Оставляю читателям, как мужчинам, так и женщинам, судить насколько это нормально или патологично для человеческой культуры.
Каковы и как долго могут сохраняться последствия этой патологии.
И насколько через эту норму и эту патологию проходят остальные проблемы общества, политические, экономические, социальные, прочие.
И ещё самим судить о том, насколько в той или иной автократии,
…никаких патологий, нельзя же в наши дни считать патологией пару десятков политических заключённых и финансовые злоупотребления…
спрятан «трухильо».
мужчина и женщина, бесконечно близкие, бесконечно далёкие…
Теперь о двух фильмах, которые из «другой культурной галактики». Договоримся, что «культурная галактика» в некотором роде эвфемизм, чтобы абстрагироваться от стран и народов. Мы живём в мире, в котором сосуществуют разные времена. Включая разные «культурные галактики».
Первый фильм «Одинокий мужчина». Первый фильм знаменитого дизайнера Тома Форда, не удивительно, что фильм очень стильный.
Не буду подробно говорить о фильме в целом, только об одном эпизоде. Одновременно щемяще – печальном и эпически спокойным. Таков этот мир, и изменить его невозможно.

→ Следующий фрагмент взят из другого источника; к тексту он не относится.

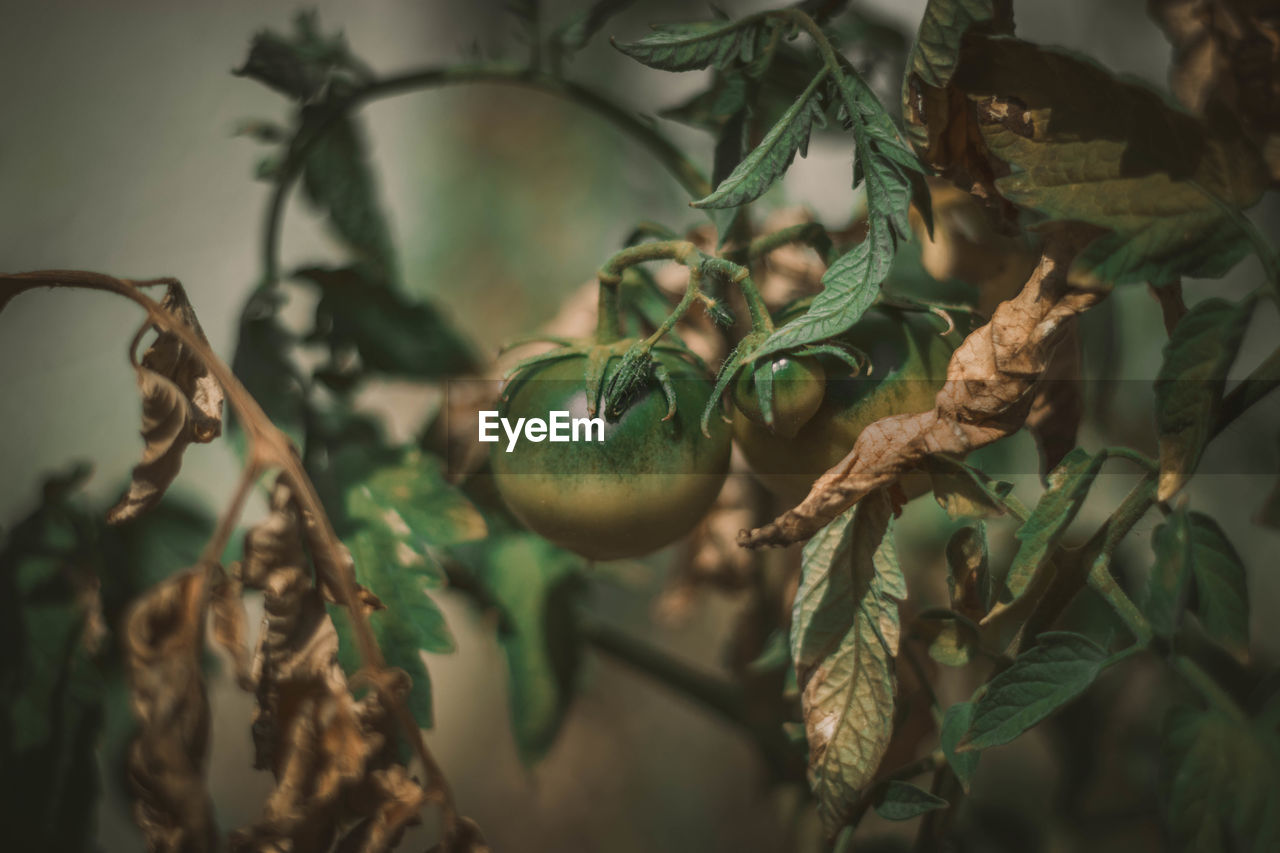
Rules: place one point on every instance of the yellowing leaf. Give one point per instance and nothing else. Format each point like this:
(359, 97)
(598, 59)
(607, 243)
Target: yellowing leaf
(1191, 382)
(1084, 146)
(844, 638)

Одинокий мужчина. Одинокий после того, как в катастрофе умирает его любовник.
Не находит себе места. Решает пойти к женщине. Она его давно ждёт, он знает, что давно ждёт, но только сейчас решил пойти. Раньше ему было не до неё.
Женщина одинока. Был муж, были дети. Отодвинула их в сторону, видно сама она из той категории людей, что не терпят ультразвуков фальши. Осталось в памяти только короткое время, когда она была с этим мужчиной.
Когда-то любила этого мужчину. Расстались. Возможно по той причине, что мужчина оказался геем.
Несмотря ни на что, она ждёт именно его. Никто другой ей не нужен.
Она давно его ждёт. Наконец, дождалась, он пришёл.
Она приготовила ужин, нашла нужную музыку.
Вначале им было легко друг с другом. Не удивительно, близкие люди. Танцевали, чуть подшучивали друг над другом.
Между ними возникла душевная близость, но женщина её переоценила. Осмелилась сказать, то, что было у него с тем мужчиной, который погиб, это же не настоящее, это же искусственное.
Мужчина возмутился, взорвался. Как ты можешь. Ничего ты не понимаешь. Все вы ничего не понимаете. Я счастливо прожил с ним 16 лет. И сейчас мы были бы вместе, будь он жив.
Женщина осеклась. Извинилась. Призналась, что просто завидует. Мужчина успокоился.
Потом они сидели, почти обнявшись. Мужчина и женщина.
Мужчина понимал эту женщину, испытывал к ней огромную нежность, и за прошлое, и за настоящее, хотя прекрасно понимал, что не способен дать ей то, на что она долгие годы надеялась.